From an apprentice painter on porcelain and then on fans in his early years, Pierre-Auguste Renoir passed the entrance exam to the École des Beaux-Arts in Paris in 1862 and entered the studio of Charles Gleyre, where he met Claude Monet, Frédéric Bazille and Alfred Sisley. Together they went to the forest of Fontainebleau to paint from the motif. Later, his move to the Paris surroundings, along the Seine, changed his palette and was to be decisive in his Impressionist period. After the Franco-Prussian War, he met the art dealer Paul Durand-Ruel, settled in Montmartre and took part in the first Impressionist exhibition in 1874. He painted his masterpiece: le Bal du Moulin de la Galette, in Montmartre, in 1877. 

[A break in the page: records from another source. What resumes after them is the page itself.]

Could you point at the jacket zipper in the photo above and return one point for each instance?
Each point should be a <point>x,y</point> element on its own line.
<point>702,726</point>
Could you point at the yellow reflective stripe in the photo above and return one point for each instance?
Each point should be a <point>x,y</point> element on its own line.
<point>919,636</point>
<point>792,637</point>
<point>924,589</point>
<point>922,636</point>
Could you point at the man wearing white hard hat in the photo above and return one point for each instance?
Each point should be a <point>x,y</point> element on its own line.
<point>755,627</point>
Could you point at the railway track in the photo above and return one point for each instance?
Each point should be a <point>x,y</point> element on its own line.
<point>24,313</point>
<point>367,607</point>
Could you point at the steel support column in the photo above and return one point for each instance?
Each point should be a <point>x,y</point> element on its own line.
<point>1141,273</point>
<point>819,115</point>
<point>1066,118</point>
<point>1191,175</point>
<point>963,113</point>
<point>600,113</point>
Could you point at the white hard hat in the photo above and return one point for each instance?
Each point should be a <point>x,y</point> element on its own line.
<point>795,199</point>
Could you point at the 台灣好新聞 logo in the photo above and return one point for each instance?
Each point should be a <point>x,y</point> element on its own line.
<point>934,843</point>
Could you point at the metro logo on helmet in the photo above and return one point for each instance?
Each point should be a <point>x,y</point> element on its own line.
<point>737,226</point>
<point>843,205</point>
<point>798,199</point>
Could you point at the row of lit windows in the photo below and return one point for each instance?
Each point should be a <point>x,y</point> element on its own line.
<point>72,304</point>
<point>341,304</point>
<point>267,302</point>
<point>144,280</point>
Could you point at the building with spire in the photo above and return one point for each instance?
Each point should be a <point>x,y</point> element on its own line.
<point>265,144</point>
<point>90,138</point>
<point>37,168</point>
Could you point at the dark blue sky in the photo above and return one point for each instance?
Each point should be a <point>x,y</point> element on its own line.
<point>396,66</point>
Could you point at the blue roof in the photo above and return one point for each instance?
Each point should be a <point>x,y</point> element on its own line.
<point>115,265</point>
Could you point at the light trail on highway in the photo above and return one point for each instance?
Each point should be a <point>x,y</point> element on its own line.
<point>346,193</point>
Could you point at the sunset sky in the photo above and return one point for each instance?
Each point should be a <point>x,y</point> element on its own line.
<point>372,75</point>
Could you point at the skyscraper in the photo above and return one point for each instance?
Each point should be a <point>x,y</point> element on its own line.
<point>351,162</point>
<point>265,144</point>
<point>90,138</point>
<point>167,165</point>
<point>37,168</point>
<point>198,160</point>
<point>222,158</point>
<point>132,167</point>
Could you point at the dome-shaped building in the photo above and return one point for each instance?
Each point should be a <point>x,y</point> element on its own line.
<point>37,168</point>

After some difficult years, a break in his impressionist work and a return to the official Salon, he travelled (between 1881 and 1883) to the south of France, North Africa and Italy, where, through contact with the paintings of Raphael, he rediscovered a major inspiration. From his reflections, the famous Grandes Baigneuses (Philadelphia Museum of Fine Arts) were born in 1887; this masterpiece inaugurates the series of nudes and bathers that Renoir painted with passion until the last days of his life.

By 1896, Renoir had become a major figure, exhibiting throughout Europe and the United States and participating in les Salons d’automne in Paris. However, he kept his taste for simple things and continued to paint in the rustic environment of his estate in the south of France. He tried out new techniques, and in particular took up sculpture, encouraged by the art dealer Ambroise Vollard.